In this economic environment, with ongoing improvements in labor market conditions and softness in inflation that is expected to be temporary, the FOMC has continued its policy of gradual policy normalization. As the Committee announced after our September meeting, we are initiating our balance sheet normalization program this month. That program, which was described in the June Addendum to the Policy Normalization Principles and Plans, will gradually scale back our reinvestments of proceeds from maturing Treasury securities and principal payments from agency securities. As a result, our balance sheet will decline gradually and predictably.2 By limiting the volume of securities that private investors will have to absorb as we reduce our holdings, the caps should guard against outsized moves in interest rates and other potential market strains.
Changing the target range for the federal funds rate is our primary means of adjusting the stance of monetary policy. Our balance sheet is not intended to be an active tool for monetary policy in normal times. We therefore do not plan on making adjustments to our balance sheet normalization program. But, of course, as we stated in June, the Committee would be prepared to resume reinvestments if a material deterioration in the economic outlook were to warrant a sizable reduction in the federal funds rate.

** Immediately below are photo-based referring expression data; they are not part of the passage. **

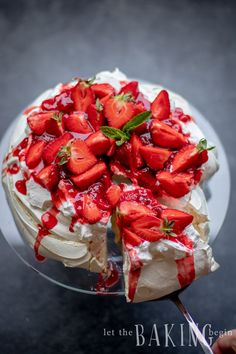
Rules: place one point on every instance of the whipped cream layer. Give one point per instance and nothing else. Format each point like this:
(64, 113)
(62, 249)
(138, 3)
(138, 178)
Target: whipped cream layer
(166, 266)
(85, 246)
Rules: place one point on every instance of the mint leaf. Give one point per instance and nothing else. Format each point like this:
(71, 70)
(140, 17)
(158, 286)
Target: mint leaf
(115, 134)
(99, 105)
(202, 145)
(136, 121)
(167, 227)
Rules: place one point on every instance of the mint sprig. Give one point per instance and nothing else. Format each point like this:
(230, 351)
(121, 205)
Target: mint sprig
(167, 227)
(202, 145)
(121, 136)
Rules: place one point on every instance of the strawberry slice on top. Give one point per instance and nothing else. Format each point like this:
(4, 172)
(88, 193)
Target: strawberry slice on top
(61, 102)
(55, 125)
(34, 153)
(37, 121)
(90, 210)
(95, 114)
(48, 177)
(165, 136)
(77, 122)
(51, 150)
(77, 156)
(102, 90)
(119, 110)
(191, 156)
(160, 107)
(82, 96)
(98, 143)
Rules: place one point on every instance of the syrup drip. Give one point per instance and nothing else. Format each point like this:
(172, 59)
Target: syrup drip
(109, 279)
(21, 186)
(41, 234)
(49, 219)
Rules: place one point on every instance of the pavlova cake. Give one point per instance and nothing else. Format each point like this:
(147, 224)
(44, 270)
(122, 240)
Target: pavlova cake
(110, 149)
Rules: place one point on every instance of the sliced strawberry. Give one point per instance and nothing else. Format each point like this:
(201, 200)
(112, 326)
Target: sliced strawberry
(180, 218)
(148, 227)
(48, 177)
(61, 102)
(37, 121)
(82, 96)
(132, 88)
(131, 211)
(165, 136)
(136, 144)
(102, 90)
(95, 115)
(146, 179)
(119, 110)
(155, 157)
(90, 210)
(176, 185)
(131, 238)
(161, 106)
(98, 143)
(91, 176)
(81, 158)
(55, 125)
(52, 148)
(113, 194)
(34, 154)
(144, 101)
(124, 154)
(104, 99)
(112, 149)
(189, 157)
(64, 193)
(77, 122)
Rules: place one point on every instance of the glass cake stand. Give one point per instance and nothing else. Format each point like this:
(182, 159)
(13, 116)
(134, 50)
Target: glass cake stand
(217, 192)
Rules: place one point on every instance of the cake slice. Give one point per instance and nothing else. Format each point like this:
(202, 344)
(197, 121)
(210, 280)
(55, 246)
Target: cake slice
(162, 249)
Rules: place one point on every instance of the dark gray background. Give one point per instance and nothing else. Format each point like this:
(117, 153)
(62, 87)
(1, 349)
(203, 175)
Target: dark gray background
(188, 46)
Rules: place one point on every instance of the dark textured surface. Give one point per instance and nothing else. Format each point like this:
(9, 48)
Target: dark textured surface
(190, 47)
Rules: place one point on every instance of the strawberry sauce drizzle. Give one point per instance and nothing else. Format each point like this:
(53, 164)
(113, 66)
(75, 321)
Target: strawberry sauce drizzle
(21, 186)
(49, 219)
(134, 273)
(42, 232)
(108, 279)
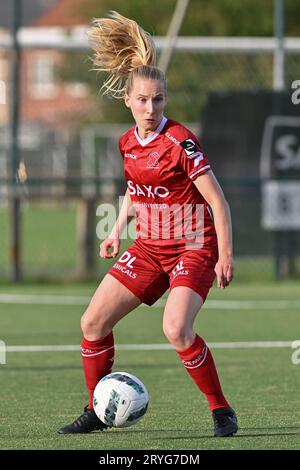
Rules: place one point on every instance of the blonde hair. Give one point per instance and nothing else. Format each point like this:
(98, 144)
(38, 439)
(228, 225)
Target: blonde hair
(123, 50)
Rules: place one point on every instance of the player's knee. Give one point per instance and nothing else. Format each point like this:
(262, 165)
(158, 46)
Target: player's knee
(176, 334)
(92, 326)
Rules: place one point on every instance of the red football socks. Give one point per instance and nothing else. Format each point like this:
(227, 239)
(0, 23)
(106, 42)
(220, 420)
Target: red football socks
(199, 363)
(97, 359)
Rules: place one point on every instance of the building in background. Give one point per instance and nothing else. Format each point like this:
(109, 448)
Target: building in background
(45, 97)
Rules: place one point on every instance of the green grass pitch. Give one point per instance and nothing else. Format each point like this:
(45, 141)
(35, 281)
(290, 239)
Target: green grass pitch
(42, 391)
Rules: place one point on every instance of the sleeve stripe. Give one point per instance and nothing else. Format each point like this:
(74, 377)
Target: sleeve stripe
(199, 171)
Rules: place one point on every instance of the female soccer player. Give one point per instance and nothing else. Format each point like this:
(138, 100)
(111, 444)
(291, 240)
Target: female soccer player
(183, 225)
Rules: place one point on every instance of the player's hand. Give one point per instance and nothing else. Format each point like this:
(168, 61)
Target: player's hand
(108, 245)
(224, 271)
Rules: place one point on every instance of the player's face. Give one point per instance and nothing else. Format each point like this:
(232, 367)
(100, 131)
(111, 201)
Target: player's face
(147, 101)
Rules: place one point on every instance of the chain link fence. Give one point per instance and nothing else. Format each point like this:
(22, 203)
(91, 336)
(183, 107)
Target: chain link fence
(67, 171)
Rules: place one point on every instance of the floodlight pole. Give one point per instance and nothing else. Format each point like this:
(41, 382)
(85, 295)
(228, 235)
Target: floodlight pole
(14, 145)
(172, 34)
(279, 54)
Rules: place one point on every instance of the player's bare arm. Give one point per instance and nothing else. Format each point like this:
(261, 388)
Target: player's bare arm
(113, 240)
(210, 189)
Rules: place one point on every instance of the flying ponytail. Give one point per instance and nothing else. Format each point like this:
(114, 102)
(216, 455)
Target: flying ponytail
(123, 50)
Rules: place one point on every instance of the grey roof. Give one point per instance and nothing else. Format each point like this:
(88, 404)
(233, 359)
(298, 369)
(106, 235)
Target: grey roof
(31, 11)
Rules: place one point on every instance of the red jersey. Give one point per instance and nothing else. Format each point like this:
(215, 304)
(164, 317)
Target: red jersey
(160, 170)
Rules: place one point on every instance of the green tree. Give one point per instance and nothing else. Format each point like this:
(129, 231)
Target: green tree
(191, 76)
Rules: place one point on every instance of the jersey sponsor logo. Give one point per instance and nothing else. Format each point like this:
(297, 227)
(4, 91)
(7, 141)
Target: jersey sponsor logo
(172, 138)
(147, 190)
(152, 161)
(179, 270)
(127, 260)
(130, 155)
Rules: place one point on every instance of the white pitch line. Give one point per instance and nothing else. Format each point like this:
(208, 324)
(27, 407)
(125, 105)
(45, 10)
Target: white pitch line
(49, 299)
(152, 347)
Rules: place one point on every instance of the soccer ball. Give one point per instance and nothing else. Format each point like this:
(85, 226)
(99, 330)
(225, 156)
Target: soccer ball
(120, 399)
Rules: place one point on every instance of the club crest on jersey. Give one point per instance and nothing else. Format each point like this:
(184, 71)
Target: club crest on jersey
(152, 161)
(191, 148)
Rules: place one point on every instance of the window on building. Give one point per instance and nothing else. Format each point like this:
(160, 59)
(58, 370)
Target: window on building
(42, 81)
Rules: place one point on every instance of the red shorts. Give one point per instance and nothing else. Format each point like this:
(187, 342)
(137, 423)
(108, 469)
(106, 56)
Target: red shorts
(148, 271)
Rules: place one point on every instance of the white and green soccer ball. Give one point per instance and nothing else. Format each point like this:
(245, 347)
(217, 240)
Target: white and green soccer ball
(120, 399)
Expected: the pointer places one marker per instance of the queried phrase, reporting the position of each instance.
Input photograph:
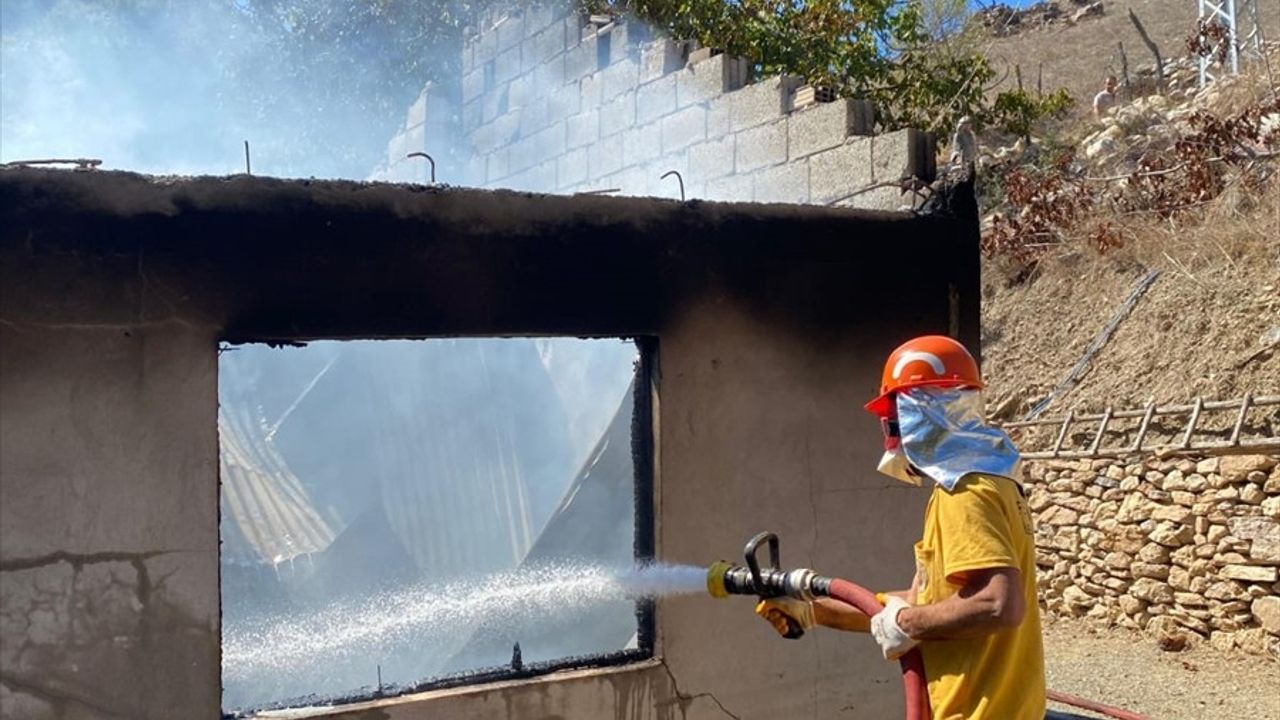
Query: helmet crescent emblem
(914, 355)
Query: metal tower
(1229, 14)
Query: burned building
(763, 326)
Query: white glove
(894, 642)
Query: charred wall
(771, 324)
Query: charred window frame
(644, 506)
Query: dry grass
(1079, 57)
(1200, 331)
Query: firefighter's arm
(988, 601)
(840, 616)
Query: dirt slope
(1078, 57)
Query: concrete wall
(772, 323)
(552, 103)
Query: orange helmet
(929, 360)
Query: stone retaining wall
(1184, 548)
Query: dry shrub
(1212, 192)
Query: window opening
(392, 509)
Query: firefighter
(972, 604)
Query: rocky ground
(1127, 669)
(1208, 327)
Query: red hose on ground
(1095, 706)
(912, 662)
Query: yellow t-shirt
(983, 523)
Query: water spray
(769, 582)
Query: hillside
(1210, 323)
(1078, 57)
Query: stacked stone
(1184, 550)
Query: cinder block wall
(552, 103)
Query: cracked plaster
(771, 328)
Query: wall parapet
(584, 104)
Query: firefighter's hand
(894, 642)
(789, 616)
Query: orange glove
(789, 616)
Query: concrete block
(549, 142)
(837, 172)
(895, 155)
(524, 154)
(819, 127)
(684, 128)
(472, 114)
(641, 144)
(604, 156)
(539, 16)
(580, 59)
(618, 114)
(732, 188)
(656, 99)
(784, 183)
(551, 73)
(472, 85)
(583, 128)
(484, 48)
(396, 150)
(760, 103)
(497, 133)
(565, 101)
(709, 78)
(521, 90)
(415, 140)
(571, 168)
(618, 78)
(510, 31)
(590, 89)
(416, 113)
(507, 65)
(535, 115)
(760, 146)
(542, 46)
(494, 104)
(720, 113)
(661, 58)
(712, 159)
(627, 37)
(497, 165)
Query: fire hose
(725, 579)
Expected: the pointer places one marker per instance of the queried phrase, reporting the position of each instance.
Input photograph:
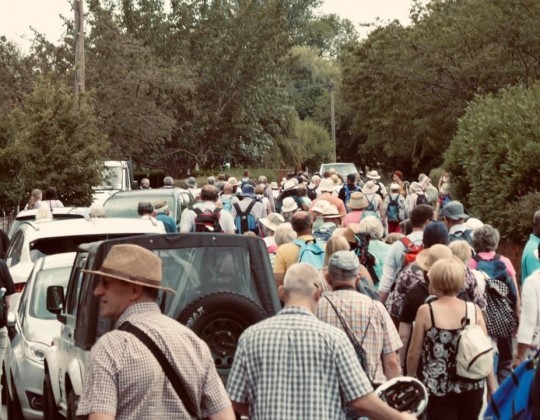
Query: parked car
(124, 203)
(32, 240)
(342, 169)
(34, 328)
(223, 284)
(59, 213)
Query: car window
(44, 279)
(196, 272)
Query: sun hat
(248, 190)
(427, 257)
(289, 205)
(327, 185)
(330, 211)
(373, 175)
(454, 210)
(435, 233)
(358, 201)
(133, 264)
(319, 205)
(290, 184)
(343, 264)
(272, 221)
(370, 188)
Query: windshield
(46, 278)
(111, 178)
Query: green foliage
(50, 142)
(493, 159)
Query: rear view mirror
(55, 299)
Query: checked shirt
(125, 379)
(293, 366)
(356, 308)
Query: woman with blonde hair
(434, 344)
(34, 202)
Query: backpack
(324, 233)
(207, 221)
(244, 220)
(514, 397)
(310, 253)
(474, 356)
(421, 199)
(462, 235)
(411, 251)
(496, 269)
(392, 211)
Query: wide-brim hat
(373, 175)
(370, 188)
(272, 221)
(427, 257)
(289, 205)
(358, 201)
(327, 185)
(133, 264)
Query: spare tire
(219, 319)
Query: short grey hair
(284, 234)
(301, 279)
(485, 239)
(371, 226)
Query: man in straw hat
(124, 379)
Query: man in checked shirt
(294, 366)
(124, 379)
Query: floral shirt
(437, 369)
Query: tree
(51, 143)
(493, 159)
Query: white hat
(373, 175)
(289, 205)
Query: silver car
(34, 328)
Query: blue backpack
(310, 253)
(514, 399)
(496, 269)
(244, 220)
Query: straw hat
(427, 257)
(370, 188)
(272, 221)
(358, 201)
(289, 205)
(133, 264)
(373, 175)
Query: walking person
(124, 379)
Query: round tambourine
(404, 394)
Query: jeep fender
(75, 377)
(51, 367)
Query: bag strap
(167, 367)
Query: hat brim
(128, 280)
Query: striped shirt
(381, 336)
(294, 366)
(124, 378)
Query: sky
(18, 16)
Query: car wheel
(14, 409)
(50, 411)
(219, 319)
(73, 402)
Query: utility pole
(333, 117)
(79, 50)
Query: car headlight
(35, 351)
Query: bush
(493, 159)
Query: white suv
(33, 240)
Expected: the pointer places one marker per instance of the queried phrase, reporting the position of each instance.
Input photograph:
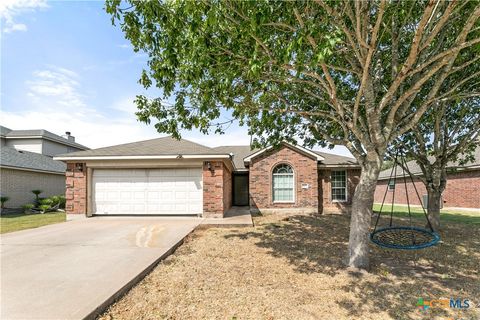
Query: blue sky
(65, 67)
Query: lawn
(15, 222)
(463, 216)
(292, 268)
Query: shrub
(44, 207)
(3, 199)
(36, 192)
(28, 207)
(46, 201)
(60, 200)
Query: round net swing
(402, 237)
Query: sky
(65, 67)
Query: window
(339, 186)
(391, 184)
(283, 183)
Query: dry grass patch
(293, 269)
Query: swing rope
(403, 237)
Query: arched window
(282, 181)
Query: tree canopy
(352, 73)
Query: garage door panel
(147, 191)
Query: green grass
(21, 221)
(469, 217)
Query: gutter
(69, 143)
(32, 170)
(163, 157)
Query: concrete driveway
(71, 270)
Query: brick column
(216, 192)
(76, 188)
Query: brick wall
(462, 190)
(76, 189)
(227, 188)
(325, 191)
(18, 186)
(260, 181)
(217, 189)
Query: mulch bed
(292, 268)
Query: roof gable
(165, 146)
(299, 149)
(19, 159)
(40, 133)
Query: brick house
(462, 190)
(165, 176)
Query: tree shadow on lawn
(397, 278)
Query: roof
(9, 134)
(239, 152)
(153, 147)
(415, 169)
(335, 159)
(4, 131)
(168, 147)
(19, 159)
(298, 148)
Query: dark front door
(240, 189)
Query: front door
(240, 189)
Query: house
(176, 177)
(26, 164)
(461, 192)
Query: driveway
(70, 270)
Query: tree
(357, 74)
(447, 134)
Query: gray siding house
(26, 163)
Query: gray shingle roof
(414, 168)
(41, 133)
(335, 159)
(168, 146)
(11, 157)
(153, 147)
(4, 131)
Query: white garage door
(147, 191)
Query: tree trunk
(358, 249)
(434, 204)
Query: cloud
(60, 85)
(15, 27)
(11, 9)
(125, 46)
(58, 104)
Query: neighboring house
(462, 190)
(26, 164)
(165, 176)
(39, 141)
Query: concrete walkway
(75, 269)
(234, 217)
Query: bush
(28, 207)
(3, 199)
(44, 207)
(58, 200)
(37, 192)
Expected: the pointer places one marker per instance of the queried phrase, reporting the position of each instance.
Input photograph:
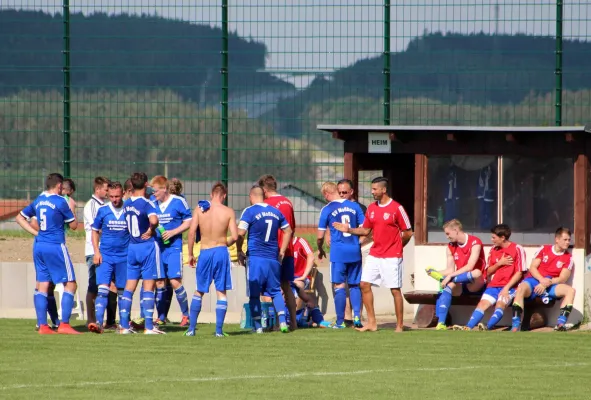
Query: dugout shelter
(534, 179)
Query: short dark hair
(100, 181)
(562, 230)
(380, 179)
(219, 188)
(115, 185)
(268, 182)
(347, 181)
(501, 230)
(52, 180)
(71, 183)
(138, 180)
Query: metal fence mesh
(146, 84)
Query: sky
(322, 35)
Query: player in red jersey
(269, 185)
(505, 269)
(464, 272)
(391, 232)
(550, 269)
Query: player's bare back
(214, 225)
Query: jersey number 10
(133, 225)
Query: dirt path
(21, 249)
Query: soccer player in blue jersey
(175, 217)
(345, 252)
(51, 257)
(110, 228)
(213, 219)
(143, 254)
(263, 269)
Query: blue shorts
(287, 269)
(263, 276)
(92, 286)
(143, 261)
(172, 263)
(345, 272)
(491, 294)
(53, 263)
(214, 265)
(112, 269)
(533, 282)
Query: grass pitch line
(278, 376)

Also at our September meeting, the Committee decided to maintain its target for the federal funds rate. We continue to expect that the ongoing strength of the economy will warrant gradual increases in that rate to sustain a healthy labor market and stabilize inflation around our 2 percent longer-run objective. That expectation is based on our view that the federal funds rate remains somewhat below its neutral level–that is, the level that is neither expansionary nor contractionary and keeps the economy operating on an even keel. The neutral rate currently appears to be quite low by historical standards, implying that the federal funds rate would not have to rise much further to get to a neutral policy stance. But we expect the neutral level of the federal funds rate to rise somewhat over time, and, as a result, additional gradual rate hikes are likely to be appropriate over the next few years to sustain the economic expansion. Indeed, FOMC participants have built such a gradual path of rate hikes into their projections for the next couple of years.